I haven't posted anything in quite a while. The pain in my life has been a little too raw to share. My Mom was diagnosed with cancer last spring, and she died on February 15. With Mother's Day close at hand, the following post was extremely hard for me to write. I hope it helps someone out there. First, reflections from the Bard.
"To be, or not to be: That is the question.
Whether 'tis nobler in the mind to suffer
The slings and arrows of outrageous fortune,
Or to take arms against a sea of troubles,
And by opposing, end them. To die; to sleep;
No more; and by a sleep we say we end
The heartache and the thousand natural shocks
That flesh is heir to; 'Tis a consummation
Devoutly to be wish'd. To die; to sleep;--
To sleep? Perchance to dream..."
-Hamlet, Act III, i
"O weary night! O long and tedious night,
Abate thy hours! Shine comforts from the east!
...And sleep, that sometimes shuts up sorrow's eyes,
Steal me awhile from mine own company."
-A Midsummer Night's Dream, Act III, ii
I used to ask my Mom, "Was I a good baby?" She would smile and say "Well...you were good, but you fought sleep." I wonder if this is learned behavior because I still fight sleep when I've got a lot on my mind, when I'm overly anxious. Fighting sleep. Maybe I could un-learn this horrible habit. I tell people I'm "having trouble" sleeping, but the truth is; I fight it. Why? I think it's fear of missing out on something. Maybe I have a lack of trust, and subconsciously, I think I have to stay awake to make sure the the world keeps turning.
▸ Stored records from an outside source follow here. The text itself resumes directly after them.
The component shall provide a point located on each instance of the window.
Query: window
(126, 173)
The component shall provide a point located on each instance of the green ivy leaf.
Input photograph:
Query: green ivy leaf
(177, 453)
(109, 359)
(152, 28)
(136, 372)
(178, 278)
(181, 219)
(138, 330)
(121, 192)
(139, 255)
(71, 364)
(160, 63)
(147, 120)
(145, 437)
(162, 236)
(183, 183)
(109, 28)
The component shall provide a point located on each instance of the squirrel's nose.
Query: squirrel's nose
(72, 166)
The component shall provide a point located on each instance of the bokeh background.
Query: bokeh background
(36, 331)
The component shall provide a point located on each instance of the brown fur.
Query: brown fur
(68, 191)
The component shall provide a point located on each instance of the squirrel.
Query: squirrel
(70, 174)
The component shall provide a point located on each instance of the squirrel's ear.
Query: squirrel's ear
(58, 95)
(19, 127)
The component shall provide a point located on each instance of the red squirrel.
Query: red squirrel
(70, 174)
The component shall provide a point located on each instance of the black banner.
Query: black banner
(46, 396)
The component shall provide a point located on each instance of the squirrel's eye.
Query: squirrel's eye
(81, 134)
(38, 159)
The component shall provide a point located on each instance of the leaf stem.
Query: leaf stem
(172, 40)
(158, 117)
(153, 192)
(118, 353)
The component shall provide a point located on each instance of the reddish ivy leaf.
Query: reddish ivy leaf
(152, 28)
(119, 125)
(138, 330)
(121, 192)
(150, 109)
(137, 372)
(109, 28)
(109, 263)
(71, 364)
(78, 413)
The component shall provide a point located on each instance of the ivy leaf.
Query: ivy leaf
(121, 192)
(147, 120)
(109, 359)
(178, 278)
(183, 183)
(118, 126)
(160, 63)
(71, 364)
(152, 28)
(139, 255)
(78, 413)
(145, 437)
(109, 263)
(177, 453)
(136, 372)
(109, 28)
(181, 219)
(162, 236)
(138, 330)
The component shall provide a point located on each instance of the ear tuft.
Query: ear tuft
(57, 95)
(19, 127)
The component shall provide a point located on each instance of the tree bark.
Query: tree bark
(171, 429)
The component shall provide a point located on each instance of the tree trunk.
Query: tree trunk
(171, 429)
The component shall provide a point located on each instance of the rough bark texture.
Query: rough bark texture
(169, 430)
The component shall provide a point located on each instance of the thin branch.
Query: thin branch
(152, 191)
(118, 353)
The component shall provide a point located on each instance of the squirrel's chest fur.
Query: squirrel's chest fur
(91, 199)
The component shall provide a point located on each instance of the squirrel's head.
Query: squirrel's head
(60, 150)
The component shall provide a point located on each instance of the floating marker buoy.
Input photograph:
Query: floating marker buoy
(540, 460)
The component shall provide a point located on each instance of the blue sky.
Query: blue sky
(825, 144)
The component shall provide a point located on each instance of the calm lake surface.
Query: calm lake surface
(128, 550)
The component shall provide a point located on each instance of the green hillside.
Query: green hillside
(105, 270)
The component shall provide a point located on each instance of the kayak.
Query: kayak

In the weeks leading up to my Mom's death when I was staying in my parents house with them, it made sense to fight sleep. I didn't want to miss a second of interaction with her. If she needed me, I wanted to rush in and save the day, to cater to her every whim. I knew that if she died without me by her side I would be uncontrollable. I couldn't miss out. As strange as this sounds, I wanted to participate in that moment. After reflection, I think I assumed my presence might somehow stop this horrible thing from happening.
The night before she died I remember getting into the car to make the longest six hour drive of my life. I was told that she had been nonresponsive for a few days. I wanted her to see me, to respond to me. I wanted to get there in time for her to know I was there beside her. I foolishly assumed I could give her the strength she needed. I leaned over her bed when I arrived, "I'm here Mom! Mom, I'm here." She opened her beautiful blue eyes, saw me, and closed them for the last time. And she slept.
Dad and I stayed up all night with her and watched her sleep a deep deep sleep. We talked. We even laughed. We held her hand. We brushed tears away and tried to be strong. For her. But she simply slept. She didn't fight. She didn't need my strength. Her strength was in her acceptance of this final sleep. She was stronger than I have ever been. Her death was gentle, a release of pain and tension. Her "fight" against pain was won. There were no tears. Only surrender. Only peace. And sleep.